Tempelhof ist damals Deutschlands größter Flughafen. Dabei geht es noch ziemlich zwanglos zu: keine Sicherheitskontrollen, die Passagiere gehen allein aufs Vorfeld und müssen nur aufpassen, dass sie in die richtige Maschine steigen. So mancher, der nach Hamburg will, landet in Frankfurt.

Mit der 1951 begründeten Berlinale wird Tempelhof zumindest einmal im Jahr zum Empfangssalon. Dann schreiten Filmstars wie Errol Flyn, Rita Hayworth, Sophia Loren, Marlene Dietrich oder Romy Schneider über den roten Teppich. Berlin liegt ihnen zu Füßen. Sie bringen Glamour in die darbende Stadt und den Berlinern das Gefühl, wieder auf der Weltbühne mitspielen zu dürfen.

Diese Epoche endet 1975, als Tempelhof zu klein und der neue Airport Tegel eröffnet wird. Fortan wird der große Linienverkehr ausschließlich dort abgewickelt. Der Zentralflughafen mitten in der Stadt führt auch nach der Wiedervereinigung und dem Abzug der Amerikaner nur ein Schattendasein, beliebt aber weiterhin bei kleinen regionalen Fluggesellschaften und Privatfliegern. Das ändert sich erst wieder, als der Zeitpunkt seiner endgültigen Schließung näher rückt. Die wird rechtlich relevant ebenso beschlossen wie das Ende von Tegel. Spätester Termin: sobald der neue Großflughafen Berlin-Brandenburg International in Schönefeld am östlichen Stadtrand Berlins den Betrieb aufnimmt. Die Empörung vor allem der meisten Westberliner entzündet sich daran, dass Tempelhof unnötig früh der Garaus gemacht wird. Schönefeld wird frühestens 2012 fertig, zumindest bis dahin, so die Forderung, soll am Luftfahrtdenkmal Tempelhof gestartet und gelandet werden, soll Berliner Geschichte, soll persönliche Erinnerung lebendig bleiben.
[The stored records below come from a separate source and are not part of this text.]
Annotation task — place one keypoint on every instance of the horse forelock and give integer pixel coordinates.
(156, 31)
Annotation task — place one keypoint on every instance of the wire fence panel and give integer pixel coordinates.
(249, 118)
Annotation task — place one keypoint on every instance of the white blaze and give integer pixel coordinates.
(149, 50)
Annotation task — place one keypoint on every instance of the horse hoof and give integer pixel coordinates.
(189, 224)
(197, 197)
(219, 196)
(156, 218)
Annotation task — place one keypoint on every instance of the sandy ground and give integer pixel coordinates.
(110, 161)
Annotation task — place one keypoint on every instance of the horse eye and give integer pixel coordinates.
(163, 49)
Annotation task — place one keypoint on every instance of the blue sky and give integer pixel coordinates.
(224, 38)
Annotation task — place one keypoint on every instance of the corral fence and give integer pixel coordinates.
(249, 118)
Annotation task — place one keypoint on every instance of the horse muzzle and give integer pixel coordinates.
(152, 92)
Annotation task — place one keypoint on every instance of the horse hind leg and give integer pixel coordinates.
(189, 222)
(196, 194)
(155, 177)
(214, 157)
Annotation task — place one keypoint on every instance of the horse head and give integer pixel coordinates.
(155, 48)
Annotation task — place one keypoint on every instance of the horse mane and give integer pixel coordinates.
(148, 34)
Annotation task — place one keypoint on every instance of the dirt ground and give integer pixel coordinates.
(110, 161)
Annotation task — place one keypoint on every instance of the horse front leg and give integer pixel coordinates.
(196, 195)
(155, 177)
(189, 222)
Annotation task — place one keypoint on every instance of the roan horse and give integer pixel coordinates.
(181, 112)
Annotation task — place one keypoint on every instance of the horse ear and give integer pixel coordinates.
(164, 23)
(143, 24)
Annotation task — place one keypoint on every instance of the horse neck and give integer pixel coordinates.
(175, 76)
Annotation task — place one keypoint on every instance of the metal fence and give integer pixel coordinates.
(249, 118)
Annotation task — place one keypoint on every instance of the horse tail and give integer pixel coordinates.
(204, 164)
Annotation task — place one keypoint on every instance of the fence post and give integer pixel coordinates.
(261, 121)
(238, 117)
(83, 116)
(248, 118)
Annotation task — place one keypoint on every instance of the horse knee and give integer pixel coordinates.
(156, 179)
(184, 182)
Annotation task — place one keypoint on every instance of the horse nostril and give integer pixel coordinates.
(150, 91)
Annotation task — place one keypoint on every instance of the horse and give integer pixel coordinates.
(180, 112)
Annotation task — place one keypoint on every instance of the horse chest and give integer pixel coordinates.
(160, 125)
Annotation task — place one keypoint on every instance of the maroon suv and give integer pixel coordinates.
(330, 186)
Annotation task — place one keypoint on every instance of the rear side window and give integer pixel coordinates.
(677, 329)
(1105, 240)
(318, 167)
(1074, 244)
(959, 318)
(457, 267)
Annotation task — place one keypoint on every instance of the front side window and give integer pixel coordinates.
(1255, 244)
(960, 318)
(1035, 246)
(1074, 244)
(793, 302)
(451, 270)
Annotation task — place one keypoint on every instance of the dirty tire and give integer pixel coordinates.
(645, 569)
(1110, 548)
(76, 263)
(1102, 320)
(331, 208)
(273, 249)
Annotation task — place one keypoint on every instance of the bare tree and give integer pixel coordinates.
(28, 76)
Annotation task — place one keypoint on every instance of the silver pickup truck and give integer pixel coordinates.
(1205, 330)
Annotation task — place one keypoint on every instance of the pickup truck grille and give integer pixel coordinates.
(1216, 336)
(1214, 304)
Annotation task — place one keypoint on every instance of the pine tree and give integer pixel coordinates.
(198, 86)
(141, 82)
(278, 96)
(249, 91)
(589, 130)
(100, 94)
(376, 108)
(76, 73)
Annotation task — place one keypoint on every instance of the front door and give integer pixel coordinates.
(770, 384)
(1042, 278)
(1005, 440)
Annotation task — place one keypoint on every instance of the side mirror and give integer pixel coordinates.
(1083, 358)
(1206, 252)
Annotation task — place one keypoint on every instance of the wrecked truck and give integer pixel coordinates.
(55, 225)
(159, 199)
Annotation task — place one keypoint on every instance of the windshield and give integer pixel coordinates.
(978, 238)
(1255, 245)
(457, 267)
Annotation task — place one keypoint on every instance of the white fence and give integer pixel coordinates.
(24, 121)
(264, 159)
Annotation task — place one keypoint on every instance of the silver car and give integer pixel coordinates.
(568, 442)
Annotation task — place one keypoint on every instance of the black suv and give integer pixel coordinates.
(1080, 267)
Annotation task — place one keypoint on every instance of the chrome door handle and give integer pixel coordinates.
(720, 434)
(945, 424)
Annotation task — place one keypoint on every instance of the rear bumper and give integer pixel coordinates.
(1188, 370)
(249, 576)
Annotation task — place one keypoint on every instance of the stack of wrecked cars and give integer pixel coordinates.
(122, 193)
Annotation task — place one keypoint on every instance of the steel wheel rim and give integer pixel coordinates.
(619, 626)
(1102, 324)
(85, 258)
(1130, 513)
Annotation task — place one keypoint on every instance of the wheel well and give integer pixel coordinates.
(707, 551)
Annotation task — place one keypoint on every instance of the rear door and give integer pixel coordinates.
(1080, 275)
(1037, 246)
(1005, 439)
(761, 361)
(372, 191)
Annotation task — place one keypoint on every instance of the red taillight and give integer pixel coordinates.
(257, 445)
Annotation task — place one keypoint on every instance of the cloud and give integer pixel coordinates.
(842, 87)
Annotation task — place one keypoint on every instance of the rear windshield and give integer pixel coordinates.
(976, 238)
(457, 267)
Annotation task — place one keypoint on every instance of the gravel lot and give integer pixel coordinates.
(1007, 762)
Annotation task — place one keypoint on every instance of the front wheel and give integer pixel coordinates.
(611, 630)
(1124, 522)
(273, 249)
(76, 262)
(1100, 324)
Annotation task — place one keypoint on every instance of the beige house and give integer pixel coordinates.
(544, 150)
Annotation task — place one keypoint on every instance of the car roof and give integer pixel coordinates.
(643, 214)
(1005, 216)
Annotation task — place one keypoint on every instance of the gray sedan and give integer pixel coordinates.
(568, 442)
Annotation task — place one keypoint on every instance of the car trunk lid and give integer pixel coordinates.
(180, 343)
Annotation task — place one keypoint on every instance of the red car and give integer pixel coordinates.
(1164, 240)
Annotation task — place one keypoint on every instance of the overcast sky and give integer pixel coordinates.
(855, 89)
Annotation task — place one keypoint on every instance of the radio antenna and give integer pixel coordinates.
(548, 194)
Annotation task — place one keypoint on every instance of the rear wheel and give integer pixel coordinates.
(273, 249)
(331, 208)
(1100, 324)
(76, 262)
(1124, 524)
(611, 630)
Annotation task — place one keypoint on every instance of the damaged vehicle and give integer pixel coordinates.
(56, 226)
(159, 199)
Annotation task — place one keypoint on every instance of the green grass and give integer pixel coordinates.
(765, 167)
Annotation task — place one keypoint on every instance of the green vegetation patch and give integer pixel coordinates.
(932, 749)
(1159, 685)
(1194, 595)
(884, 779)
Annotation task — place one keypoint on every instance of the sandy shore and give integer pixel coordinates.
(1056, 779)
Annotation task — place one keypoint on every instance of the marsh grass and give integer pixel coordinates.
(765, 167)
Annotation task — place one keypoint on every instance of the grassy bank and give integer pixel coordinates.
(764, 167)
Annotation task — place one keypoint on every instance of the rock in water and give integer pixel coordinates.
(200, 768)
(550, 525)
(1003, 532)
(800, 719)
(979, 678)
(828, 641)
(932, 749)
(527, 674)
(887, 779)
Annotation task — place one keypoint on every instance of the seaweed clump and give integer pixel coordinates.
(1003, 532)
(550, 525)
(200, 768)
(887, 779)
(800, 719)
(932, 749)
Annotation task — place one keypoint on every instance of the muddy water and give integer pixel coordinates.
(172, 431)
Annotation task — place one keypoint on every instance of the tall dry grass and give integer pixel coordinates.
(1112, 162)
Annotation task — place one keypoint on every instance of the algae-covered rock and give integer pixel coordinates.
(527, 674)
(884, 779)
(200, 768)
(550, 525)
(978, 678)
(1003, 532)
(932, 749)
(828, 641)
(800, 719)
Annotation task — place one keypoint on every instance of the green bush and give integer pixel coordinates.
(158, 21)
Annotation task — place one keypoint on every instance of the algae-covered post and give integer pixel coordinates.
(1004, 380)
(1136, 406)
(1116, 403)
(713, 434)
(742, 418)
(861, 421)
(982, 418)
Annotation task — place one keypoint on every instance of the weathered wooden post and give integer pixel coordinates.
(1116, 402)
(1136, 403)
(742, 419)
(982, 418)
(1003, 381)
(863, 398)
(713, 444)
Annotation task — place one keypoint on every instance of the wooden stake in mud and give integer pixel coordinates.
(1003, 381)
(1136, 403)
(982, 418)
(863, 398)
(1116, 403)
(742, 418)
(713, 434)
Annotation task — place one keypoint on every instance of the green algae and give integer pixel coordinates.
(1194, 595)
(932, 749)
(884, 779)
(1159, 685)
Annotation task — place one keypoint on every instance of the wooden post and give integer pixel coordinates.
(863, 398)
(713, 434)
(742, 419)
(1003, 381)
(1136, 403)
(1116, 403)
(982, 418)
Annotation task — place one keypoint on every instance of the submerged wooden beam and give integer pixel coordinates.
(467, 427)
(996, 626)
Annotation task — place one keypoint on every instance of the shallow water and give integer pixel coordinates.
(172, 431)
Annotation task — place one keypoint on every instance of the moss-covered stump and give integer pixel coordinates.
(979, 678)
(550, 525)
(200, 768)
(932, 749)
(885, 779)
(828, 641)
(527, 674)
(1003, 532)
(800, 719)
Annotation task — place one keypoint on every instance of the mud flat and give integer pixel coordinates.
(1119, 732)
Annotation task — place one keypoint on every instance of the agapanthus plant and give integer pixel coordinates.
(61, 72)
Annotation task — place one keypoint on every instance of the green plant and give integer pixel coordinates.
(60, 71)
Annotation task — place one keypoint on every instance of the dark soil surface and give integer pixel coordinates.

Alles vergebens. Selbst 530 231 Stimmen beim Volksentscheid im April können nichts mehr retten. Es fehlen knapp 80 000 für einen Sieg. Doch der hätte wohl auch nicht mehr geholfen, weil der Regierende Bürgermeister Klaus Wowereit (SPD) Tempelhof partout schließen will und der Volksentscheid für ihn nicht bindend ist.

Das alles hat die Gemüter der Berliner in den vergangenen Monaten mehr als nur erregt. Hilflos müssen sie mit ansehen, wie wieder ein Stück Geschichte ihrer Stadt abgeräumt wird. Es ist die Geschichte vom Mut und Ertragen von Bedrohung, der Berlin um der Freiheit willen getrotzt hat.

Und so nehmen heute noch einmal viele Berliner Abschied von ihrem Flughafen. Die meisten mit einer gewaltigen Wut im Bauch. So wie Gunda Falk aus Spandau. "Sehr, sehr schade" sei die Schließung. "Eine unmögliche Entscheidung. Der Wowi ist danach bei mir abgesackt ..." Klaus Wowereit feiert heute Abend mit 800 geladenen Gästen seinen Sieg. Die Berliner bleiben ausgesperrt, wenn der Mythos Tempelhof stirbt.